Breakthroughs and Resistance: Leading LGBTQ Suicide-Prevention Workshops in the South
The 15-year-old-boy with a kippah on his head approached me timidly—he clearly had a lot on his mind. Just a few hours earlier, he had participated in a workshop I had given at his summer camp, about preventing LGBTQ suicide and how to be an ally to LGBTQ people. It was Tisha B’Av, the ninth of Av, considered to be the saddest day of the Jewish calendar. Nearly everything terrible that’s ever happened to the Jewish people happened on Tisha B’Av: The first and second temples were destroyed; the first crusade began; Jews were expelled from England, France, and Spain; World War I began; and in 1941, the Nazis approved the plan for “the Final Solution,” which set the Holocaust in motion.
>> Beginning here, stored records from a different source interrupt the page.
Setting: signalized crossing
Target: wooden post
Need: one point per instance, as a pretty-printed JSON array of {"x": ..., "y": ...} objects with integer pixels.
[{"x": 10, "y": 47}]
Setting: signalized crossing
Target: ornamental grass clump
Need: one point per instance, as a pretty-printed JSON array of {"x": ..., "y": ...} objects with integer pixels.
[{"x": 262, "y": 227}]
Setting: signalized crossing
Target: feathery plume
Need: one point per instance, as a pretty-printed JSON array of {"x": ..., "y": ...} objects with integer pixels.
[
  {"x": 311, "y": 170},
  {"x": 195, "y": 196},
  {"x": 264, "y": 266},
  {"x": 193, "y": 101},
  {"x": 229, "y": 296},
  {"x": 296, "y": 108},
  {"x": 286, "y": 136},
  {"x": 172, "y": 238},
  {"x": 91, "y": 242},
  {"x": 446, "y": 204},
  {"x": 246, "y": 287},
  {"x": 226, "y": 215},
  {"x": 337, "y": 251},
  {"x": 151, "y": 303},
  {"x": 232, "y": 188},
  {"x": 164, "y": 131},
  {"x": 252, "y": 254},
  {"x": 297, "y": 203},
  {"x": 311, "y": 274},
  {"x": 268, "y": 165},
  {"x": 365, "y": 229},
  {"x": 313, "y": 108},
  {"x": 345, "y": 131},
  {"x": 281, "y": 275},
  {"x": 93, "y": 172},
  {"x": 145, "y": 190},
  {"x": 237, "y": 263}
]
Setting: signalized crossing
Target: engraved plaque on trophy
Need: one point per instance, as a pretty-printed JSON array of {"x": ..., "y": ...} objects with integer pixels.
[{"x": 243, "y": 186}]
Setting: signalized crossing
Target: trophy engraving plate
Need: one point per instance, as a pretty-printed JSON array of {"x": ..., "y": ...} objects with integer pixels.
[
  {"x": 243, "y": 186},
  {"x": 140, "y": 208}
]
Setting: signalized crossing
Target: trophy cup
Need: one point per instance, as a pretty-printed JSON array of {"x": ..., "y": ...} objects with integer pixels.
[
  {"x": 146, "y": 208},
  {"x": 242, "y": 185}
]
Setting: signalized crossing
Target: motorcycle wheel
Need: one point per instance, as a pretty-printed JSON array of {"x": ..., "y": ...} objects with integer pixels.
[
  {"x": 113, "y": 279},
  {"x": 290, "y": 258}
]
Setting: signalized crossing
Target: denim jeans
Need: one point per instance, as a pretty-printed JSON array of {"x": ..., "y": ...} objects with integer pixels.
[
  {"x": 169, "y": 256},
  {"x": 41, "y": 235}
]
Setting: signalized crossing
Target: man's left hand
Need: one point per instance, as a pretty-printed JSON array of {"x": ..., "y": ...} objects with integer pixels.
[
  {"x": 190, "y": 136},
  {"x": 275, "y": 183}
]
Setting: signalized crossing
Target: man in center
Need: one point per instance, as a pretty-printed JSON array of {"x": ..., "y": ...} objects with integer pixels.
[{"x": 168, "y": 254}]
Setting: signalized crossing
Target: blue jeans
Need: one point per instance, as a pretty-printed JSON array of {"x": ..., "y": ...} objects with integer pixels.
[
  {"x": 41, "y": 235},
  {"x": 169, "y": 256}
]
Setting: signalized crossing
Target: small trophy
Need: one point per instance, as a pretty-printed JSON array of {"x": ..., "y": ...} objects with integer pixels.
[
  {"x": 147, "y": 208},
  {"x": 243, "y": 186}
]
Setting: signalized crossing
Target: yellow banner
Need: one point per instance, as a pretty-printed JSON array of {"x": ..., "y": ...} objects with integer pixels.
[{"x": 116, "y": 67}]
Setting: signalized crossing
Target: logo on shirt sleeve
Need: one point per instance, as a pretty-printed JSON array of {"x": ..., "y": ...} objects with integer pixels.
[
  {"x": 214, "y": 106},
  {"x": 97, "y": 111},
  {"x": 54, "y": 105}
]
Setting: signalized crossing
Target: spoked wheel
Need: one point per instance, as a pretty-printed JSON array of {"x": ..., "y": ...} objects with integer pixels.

The day is typically marked by quiet, reflective study and prayer, including reading from the Bible’s Book of Lamentations. At Jewish summer camps, the day typically takes on a more modern approach, including activities that center on learning about diversity and programs that emphasize a need for acceptance and tolerance for others. In that spirit, I had been invited back to Camp Ramah Darom, where I had served on staff for 10 summers, to plan inclusive and educational workshops for the campers, who range in age from 9 to 17. The long day had finally ended, and we were about to break our 25-hour fast (one of the traditions of Tisha B’Av) as camp returned to normal. After a few seconds of intense silence, the boy found his voice.
“I just wanted to say, I’ve been struggling a lot because I’m attracted to guys, and you being here today made me feel a lot more normal.” Before I could even react, he turned, walked away, and tried to slip back into the crowd of rowdy—and hungry—campers.